Das Gezanke um das Urheberrecht trägt ohnehin die Hypothek, dass es die meisten nicht kümmert. Nach wie vor gilt Sascha Lobos „deine Mutter interessiert das Urheberrecht nicht“, ebenso passend Johnny Häuslers Replik: „Meine Söhne interessiert das Urheberrecht nicht.“ Trotzdem sind Mütter und Söhne nicht vor Abmahnungen gefeit, die eine essentielle Ursache für die Spaltung des klassischen Kulturbetriebs und der Netzgemeinde darstellen. Entstanden ist im Laufe der Jahre eine regelrechte Abmahnindustrie, mit Einnahmen von bis zu einer Milliarde Euro pro Jahr. Von den eigentlichen Konsumenten, zum Schutz des geistigen Eigentums.

„Wir sind Urheber“-Aufruf
„Wir sind Urheber“-Aufruf (Bild: wir-sind-die-urheber.de)

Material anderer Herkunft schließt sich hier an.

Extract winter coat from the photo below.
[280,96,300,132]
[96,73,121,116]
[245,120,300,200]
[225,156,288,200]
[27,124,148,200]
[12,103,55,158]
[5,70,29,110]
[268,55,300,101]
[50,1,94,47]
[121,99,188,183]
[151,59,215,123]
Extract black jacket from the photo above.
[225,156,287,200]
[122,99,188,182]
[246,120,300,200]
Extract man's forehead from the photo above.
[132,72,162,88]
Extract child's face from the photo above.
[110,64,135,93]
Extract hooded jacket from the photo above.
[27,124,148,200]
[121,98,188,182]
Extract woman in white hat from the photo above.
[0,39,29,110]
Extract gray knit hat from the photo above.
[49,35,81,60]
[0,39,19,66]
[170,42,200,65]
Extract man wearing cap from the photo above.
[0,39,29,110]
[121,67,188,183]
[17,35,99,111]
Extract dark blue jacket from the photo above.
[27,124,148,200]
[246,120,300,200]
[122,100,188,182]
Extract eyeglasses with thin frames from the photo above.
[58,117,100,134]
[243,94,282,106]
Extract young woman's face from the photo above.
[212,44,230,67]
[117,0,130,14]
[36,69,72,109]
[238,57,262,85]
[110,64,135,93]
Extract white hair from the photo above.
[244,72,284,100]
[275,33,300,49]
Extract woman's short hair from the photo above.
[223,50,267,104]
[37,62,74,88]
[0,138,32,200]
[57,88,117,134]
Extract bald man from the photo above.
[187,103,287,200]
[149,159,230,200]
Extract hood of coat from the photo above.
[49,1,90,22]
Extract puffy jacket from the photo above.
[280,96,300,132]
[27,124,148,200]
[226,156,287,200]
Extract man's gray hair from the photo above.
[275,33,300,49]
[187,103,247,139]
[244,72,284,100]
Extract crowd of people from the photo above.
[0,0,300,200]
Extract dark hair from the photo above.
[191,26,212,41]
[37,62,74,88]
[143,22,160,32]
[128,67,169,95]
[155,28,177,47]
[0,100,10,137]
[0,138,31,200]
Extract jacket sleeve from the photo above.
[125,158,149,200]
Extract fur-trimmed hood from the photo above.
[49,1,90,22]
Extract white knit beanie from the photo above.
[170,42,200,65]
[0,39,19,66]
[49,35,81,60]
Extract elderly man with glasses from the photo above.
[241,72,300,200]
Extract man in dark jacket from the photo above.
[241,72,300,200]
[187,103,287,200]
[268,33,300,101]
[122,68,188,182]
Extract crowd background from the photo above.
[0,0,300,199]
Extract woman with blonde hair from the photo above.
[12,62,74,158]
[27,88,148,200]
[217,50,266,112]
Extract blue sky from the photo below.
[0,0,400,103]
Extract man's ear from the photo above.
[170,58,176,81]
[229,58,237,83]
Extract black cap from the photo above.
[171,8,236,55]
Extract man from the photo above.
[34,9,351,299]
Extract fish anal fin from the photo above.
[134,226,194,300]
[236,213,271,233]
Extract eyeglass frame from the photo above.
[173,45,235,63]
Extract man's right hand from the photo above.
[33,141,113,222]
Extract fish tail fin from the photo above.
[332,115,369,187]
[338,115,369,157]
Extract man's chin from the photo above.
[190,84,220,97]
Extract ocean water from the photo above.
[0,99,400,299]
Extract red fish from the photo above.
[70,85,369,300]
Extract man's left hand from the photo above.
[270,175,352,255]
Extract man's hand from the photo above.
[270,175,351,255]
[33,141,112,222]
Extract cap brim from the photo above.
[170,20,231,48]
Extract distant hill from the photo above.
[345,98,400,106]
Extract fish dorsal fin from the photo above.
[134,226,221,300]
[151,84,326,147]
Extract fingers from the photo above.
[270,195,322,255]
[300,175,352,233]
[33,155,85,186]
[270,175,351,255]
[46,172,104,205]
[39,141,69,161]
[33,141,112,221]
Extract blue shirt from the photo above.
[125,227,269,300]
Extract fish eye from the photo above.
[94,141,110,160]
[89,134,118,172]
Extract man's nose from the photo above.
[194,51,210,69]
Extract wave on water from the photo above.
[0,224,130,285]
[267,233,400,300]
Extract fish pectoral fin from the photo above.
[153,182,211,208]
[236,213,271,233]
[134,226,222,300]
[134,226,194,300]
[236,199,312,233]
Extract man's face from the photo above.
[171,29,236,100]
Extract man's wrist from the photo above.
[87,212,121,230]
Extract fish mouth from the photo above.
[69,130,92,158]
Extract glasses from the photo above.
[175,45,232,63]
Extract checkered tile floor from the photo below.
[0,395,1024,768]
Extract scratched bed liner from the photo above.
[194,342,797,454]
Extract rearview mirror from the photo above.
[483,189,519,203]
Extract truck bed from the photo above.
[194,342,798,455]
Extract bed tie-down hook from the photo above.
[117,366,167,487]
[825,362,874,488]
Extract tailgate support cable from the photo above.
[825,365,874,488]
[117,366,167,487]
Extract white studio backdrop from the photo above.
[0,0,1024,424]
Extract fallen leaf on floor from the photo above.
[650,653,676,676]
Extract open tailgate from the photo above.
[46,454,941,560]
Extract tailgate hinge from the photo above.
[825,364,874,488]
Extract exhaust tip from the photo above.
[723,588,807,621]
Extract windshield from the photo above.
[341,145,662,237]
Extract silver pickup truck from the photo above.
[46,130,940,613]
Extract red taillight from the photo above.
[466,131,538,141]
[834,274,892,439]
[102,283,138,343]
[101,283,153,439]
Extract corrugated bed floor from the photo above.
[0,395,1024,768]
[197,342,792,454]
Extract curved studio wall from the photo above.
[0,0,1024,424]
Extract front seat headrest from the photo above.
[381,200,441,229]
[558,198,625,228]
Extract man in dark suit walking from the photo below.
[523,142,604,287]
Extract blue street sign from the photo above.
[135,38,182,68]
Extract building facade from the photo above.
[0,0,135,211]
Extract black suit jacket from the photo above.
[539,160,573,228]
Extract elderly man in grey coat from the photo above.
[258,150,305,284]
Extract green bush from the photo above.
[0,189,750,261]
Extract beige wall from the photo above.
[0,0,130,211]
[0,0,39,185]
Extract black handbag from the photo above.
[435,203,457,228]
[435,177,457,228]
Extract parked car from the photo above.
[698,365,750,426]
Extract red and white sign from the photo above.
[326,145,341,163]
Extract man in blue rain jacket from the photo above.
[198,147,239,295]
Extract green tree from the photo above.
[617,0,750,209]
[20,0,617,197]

Allein die ideologische Strahlkraft dieses Begriffs erstickt eine ernsthafte Debatte praktisch im Keim. Dabei handelt es sich bei geistigem Eigentum grob formuliert nur um einen Sammelbegriff für Schutzrechte wie das Urheberrecht, das Nutzungsrecht oder das Markenrecht. Politisch wird der Begriff erst durch die Bedeutung, die vornehmlich von Seiten der Rechteverwerter hinein interpretiert wird. So beschreibt etwa das Handelsblatt in der haarsträubenden „Mein Kopf gehört mir“-Kampagne das geistige Eigentum als zentralen Baustein für den Wohlstand und die wirtschaftliche Entwicklung in Deutschland, weswegen ein stärkerer Schutz essentiell für die Zukunft des Landes sei. Abweichende Meinungen werden rigoros als Ideenkommunismus niedergewalzt. Dass der Begriff seit jeher umstritten ist – was soll's.

Vorgeworfen wird den Rechteverwertern, geistiges Eigentum als Kampfbegriff für die Ausweitung geistiger Monopole zu missbrauchen, zudem verschleiert er die Unterschiede von materiellen und immateriellen Gütern. Entgegengesetzt wurde der neutraler formulierte Begriff „immaterielle Güterrechte“, der im Endeffekt dasselbe meint und beispielsweise von der Piratenpartei benutzt wird. Politisch gebranntmarkt ist der Begriff aber nicht erst seit den Piraten, jene entsteht bereits allein durch die Konkurrenz zum geistigen Eigentum.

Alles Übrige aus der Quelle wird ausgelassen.